Streu- und Räumpflicht bei Gehsteigen

November 2018


Einer kürzlich vom Obersten Gerichtshof (OGH) entschiedenen Rechtssache lag nachfolgender Sachverhalt zu Grunde:

Die Klägerin verletzte sich am 21. Jänner 2017 gegen 14 Uhr bei einem Sturz auf einem schneebedeckten Gehsteig. Der Gehsteig verläuft im Ortsgebiet auf einem Privatgrundstück der Beklagten entlang einem ihr gehörenden Gebäude.

Die Beklagte hatte der Gemeinde im Jahr 1994 die „Dienstbarkeit des Gehsteigs“ eingeräumt. Vor dem Sturz der Klägerin führten Gemeindemitarbeiter „seit Jahren“ den Winterdienst durch, indem sie auf den Gehsteigen Split streuten.
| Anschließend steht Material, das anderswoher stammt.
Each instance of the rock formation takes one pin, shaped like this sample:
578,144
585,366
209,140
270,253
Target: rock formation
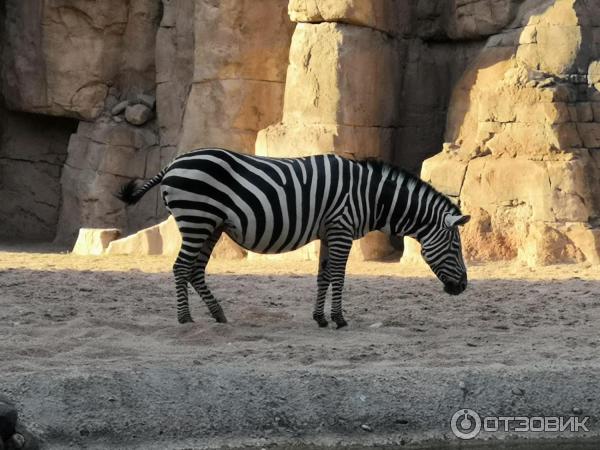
98,93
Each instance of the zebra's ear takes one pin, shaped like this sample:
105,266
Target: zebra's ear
452,220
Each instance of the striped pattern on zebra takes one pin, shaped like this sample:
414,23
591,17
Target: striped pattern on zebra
271,205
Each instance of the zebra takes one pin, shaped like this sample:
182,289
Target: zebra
275,205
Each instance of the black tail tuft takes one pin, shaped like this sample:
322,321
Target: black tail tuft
128,193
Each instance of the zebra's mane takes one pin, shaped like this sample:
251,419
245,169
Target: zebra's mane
394,172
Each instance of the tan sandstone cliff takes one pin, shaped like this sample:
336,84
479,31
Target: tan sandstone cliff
95,93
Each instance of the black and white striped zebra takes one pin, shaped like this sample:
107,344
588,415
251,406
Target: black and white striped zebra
271,205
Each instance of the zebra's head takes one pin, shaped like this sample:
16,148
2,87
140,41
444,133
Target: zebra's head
443,253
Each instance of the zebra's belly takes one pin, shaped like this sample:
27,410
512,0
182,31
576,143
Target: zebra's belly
281,244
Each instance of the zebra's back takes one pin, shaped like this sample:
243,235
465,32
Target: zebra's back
267,205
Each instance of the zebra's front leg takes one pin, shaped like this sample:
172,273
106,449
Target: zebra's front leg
323,281
199,283
339,249
181,270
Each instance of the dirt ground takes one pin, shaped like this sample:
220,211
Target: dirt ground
62,315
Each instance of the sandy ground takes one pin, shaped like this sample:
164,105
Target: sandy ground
67,318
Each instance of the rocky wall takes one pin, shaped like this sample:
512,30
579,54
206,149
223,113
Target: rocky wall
522,153
507,87
32,156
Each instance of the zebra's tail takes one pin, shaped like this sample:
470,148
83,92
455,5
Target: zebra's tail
131,194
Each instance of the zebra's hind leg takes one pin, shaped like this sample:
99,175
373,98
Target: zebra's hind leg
323,281
340,244
192,242
198,278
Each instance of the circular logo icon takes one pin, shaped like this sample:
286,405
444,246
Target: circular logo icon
465,424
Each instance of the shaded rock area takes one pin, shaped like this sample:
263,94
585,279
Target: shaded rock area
33,151
508,87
Ob sie auch Schnee räumten, konnte das Erstgericht nicht feststellen. Im Spätherbst teilte die Gemeinde „seit Jahren“ auf ihrer Website und im Gemeindeblatt unter Hinweis auf die die Eigentümer treffende Verpflichtung nach § 93 Straßenverkehrsordnung (StVO) mit, dass die fallweise Gehsteigräumung durch den Winterdienst der Gemeinde nur zur Unterstützung der Anrainer erfolgt, die Grundstückseigentümer aber nicht von ihren Anrainerpflichten befreit.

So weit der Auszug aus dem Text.